すごいですね。うちも撮ろうとしましたがいったいなにをとっているのかわからない写真になってしまいました。
by ayu15 (2012-05-22 08:43) 

cheese999

こちら、裸眼で観測してしまいました。。
(^_0)ノ
by cheese999 (2012-05-22 22:09) 

Mosel

ayuさんこんにちは。
太陽の光はすごく強くて、フィルターがないととても写真は撮れません。
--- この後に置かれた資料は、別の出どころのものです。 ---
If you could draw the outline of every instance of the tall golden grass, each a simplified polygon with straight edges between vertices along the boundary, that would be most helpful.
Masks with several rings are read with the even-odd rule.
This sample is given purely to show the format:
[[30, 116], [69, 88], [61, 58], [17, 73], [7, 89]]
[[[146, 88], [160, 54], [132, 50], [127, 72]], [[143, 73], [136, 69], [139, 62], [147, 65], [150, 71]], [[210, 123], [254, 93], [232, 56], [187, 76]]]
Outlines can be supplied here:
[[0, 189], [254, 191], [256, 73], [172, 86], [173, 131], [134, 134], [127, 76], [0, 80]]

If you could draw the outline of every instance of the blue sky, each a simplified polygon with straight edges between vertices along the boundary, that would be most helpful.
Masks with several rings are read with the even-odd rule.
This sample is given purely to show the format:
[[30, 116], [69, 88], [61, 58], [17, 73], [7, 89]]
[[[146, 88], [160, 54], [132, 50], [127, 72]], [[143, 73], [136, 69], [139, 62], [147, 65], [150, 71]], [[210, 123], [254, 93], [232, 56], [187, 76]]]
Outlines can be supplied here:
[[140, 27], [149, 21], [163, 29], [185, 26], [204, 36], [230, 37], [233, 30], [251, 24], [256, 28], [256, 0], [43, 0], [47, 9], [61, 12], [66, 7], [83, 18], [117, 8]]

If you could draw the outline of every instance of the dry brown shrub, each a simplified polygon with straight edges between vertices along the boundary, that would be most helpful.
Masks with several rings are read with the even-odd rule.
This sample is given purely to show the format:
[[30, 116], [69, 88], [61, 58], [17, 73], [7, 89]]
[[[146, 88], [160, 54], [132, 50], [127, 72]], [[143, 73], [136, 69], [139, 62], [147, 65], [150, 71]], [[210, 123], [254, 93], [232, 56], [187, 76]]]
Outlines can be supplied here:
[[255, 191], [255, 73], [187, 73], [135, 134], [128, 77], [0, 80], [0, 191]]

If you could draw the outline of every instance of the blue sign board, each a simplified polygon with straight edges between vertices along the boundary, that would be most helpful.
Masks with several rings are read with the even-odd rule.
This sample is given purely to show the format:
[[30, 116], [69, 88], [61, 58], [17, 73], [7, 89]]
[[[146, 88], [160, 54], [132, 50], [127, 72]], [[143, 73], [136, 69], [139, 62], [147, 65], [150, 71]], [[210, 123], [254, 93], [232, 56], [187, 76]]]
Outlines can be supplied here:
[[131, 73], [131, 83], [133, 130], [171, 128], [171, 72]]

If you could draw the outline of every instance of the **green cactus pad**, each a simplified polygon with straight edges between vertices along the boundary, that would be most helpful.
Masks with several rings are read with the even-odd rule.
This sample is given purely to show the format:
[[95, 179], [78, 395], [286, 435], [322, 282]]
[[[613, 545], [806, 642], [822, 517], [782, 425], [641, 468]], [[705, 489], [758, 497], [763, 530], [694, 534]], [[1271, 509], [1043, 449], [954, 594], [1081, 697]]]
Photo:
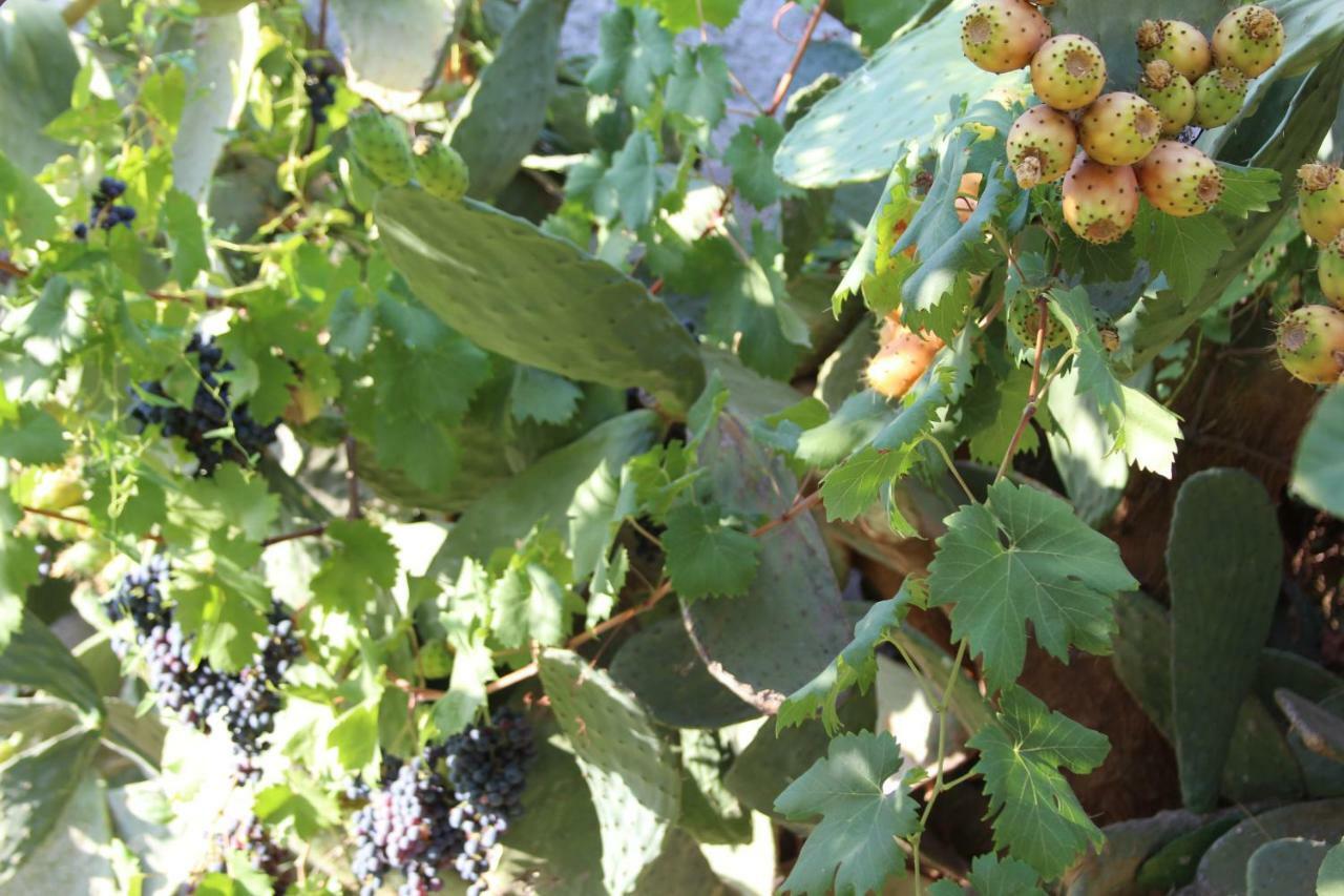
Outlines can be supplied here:
[[602, 883], [614, 896], [633, 892], [680, 813], [676, 763], [644, 708], [605, 670], [569, 650], [547, 650], [538, 666], [597, 809]]
[[[1239, 470], [1185, 480], [1167, 544], [1172, 596], [1172, 731], [1188, 809], [1207, 811], [1255, 657], [1269, 638], [1282, 537], [1265, 487]], [[1179, 658], [1179, 661], [1177, 661]]]
[[616, 268], [470, 200], [384, 190], [375, 217], [421, 301], [478, 346], [571, 379], [640, 386], [672, 412], [700, 394], [695, 340]]
[[493, 196], [517, 174], [546, 124], [569, 0], [530, 0], [462, 101], [453, 148], [472, 171], [470, 195]]
[[[716, 500], [745, 517], [784, 513], [798, 483], [785, 464], [724, 413], [700, 445]], [[692, 639], [715, 678], [773, 712], [849, 643], [831, 560], [816, 521], [793, 518], [761, 537], [761, 568], [730, 600], [683, 601]]]
[[1316, 872], [1331, 845], [1305, 837], [1265, 844], [1246, 864], [1246, 896], [1316, 896]]
[[1246, 893], [1246, 869], [1267, 841], [1302, 837], [1337, 844], [1344, 837], [1344, 799], [1284, 806], [1247, 818], [1218, 838], [1199, 862], [1199, 893]]
[[722, 728], [761, 714], [710, 674], [680, 619], [660, 619], [621, 644], [612, 678], [672, 728]]
[[929, 23], [896, 38], [789, 130], [774, 170], [798, 187], [875, 180], [910, 148], [930, 149], [953, 96], [974, 102], [1021, 74], [993, 75], [961, 54], [961, 20], [972, 0], [954, 0]]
光を10万分の1にするフィルターを使って撮影しました。
よく太陽と風景が一緒に写っている写真がありますが、複数の写真を合成しているようですね。
by Mosel (2012-05-22 23:21) 

Mosel

ジョージさん、目は問題なかったですか。
太陽を直視するのは、すごく目に負担をかけるようで、日食後眼科にかかる人が増えたそうですよ。
by Mosel (2012-05-22 23:38) 

cheese999

はい、そんなに見つめていなかったので、大丈夫です!
(のはず。。)
(^_0)ノ
by cheese999 (2012-05-23 22:53) 

Mosel

大丈夫だそうで、良かったですね。

目が大事なお仕事ですものね。お気をつけて。
by Mosel (2012-05-23 23:27) 

ponnta1351

お久しぶりです。
金環日食もスカイツリーも、世間から隔絶した毎日を過ごしていた私には関係なかったようです。 

良く撮れていますね!! もう二度と見られない映像を見せて頂き有難う御座いました。
by ponnta1351 (2012-05-26 20:00) 

Mosel

お久しぶりです。まだまだ落ち着かない日々が続いているかと思いますが、いかがでしょうか。

お褒めいただきありがとうございます。金環日食の最中には、ずいぶんと興奮して見てしまいました。各地で撮影や観測がされて、太陽直径計測の精度もずいぶんと上がったようですよ。